An Empirical Study of the Role of Absorption regarding the Aesthetic Experience and Appreciation of Music
Aesthetic Absorption – An Empirical Study of the Role of Absorption in the Aesthetic Experience and Appreciation of Music
In the context of the reception of art, absorption denotes a psychological condition characterized by moments of intense and seemingly effortless high involvement; usually the intensity is moderate, with an element of conscious awareness. This project examines the role of absorption in the aesthetic appreciation of music. It considers whether being absorbed while listening to music has significance for the music’s later assessment as aesthetically pleasing. An important aim of the project is to examine whether aesthetic absorption demonstrates a unique experiential profile, and to describe it in detail. In addition, by considering the widest possible range of musical styles, we will be able to understand the extent to which they are tied to the characteristics of specific experiential profiles.

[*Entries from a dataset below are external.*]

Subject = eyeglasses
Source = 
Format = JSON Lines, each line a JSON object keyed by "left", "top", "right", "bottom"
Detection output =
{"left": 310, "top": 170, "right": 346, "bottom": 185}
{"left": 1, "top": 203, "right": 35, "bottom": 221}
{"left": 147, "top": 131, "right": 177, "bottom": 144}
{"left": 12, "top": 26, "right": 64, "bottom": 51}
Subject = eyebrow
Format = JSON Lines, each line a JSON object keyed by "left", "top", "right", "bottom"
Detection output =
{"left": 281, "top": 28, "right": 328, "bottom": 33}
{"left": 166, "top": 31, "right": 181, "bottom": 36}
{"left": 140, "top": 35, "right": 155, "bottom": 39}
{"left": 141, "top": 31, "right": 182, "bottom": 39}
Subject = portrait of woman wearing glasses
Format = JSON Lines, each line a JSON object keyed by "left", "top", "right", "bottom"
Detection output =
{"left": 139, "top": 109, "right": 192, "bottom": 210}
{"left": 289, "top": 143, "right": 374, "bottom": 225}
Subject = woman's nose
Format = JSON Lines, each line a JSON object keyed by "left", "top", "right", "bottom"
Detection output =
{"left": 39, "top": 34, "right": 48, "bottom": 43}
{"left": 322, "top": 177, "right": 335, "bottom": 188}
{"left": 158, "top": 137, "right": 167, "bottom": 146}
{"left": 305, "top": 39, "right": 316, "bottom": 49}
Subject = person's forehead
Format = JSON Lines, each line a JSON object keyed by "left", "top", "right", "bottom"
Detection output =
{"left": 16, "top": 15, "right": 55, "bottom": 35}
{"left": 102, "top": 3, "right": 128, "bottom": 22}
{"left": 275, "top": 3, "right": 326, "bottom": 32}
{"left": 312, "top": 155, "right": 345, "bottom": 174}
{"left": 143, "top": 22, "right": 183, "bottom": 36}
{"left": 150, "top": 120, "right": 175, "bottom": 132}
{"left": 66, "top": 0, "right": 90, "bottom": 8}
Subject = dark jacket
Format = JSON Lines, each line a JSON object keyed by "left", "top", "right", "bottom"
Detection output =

The project involves the following four empirical studies: (1) a detailed qualitative interview study whose focus will include the question of which musical characteristics participants consider responsible for their states of absorption; (2) the examination of available methods of measuring variability in altered states of consciousness and attentiveness, in respect to their capacity for quantifying the effects of listening to music; (3) the development of two questionnaires, addressing, respectively, the different dimensions of aesthetic experience and appreciation of music, and (4) a concluding study aimed at ascertaining to what degree the level of state-absorption, along with other experiential features such as emotions and interest, is able to predict the aesthetic appreciation of music in a real-life musical setting.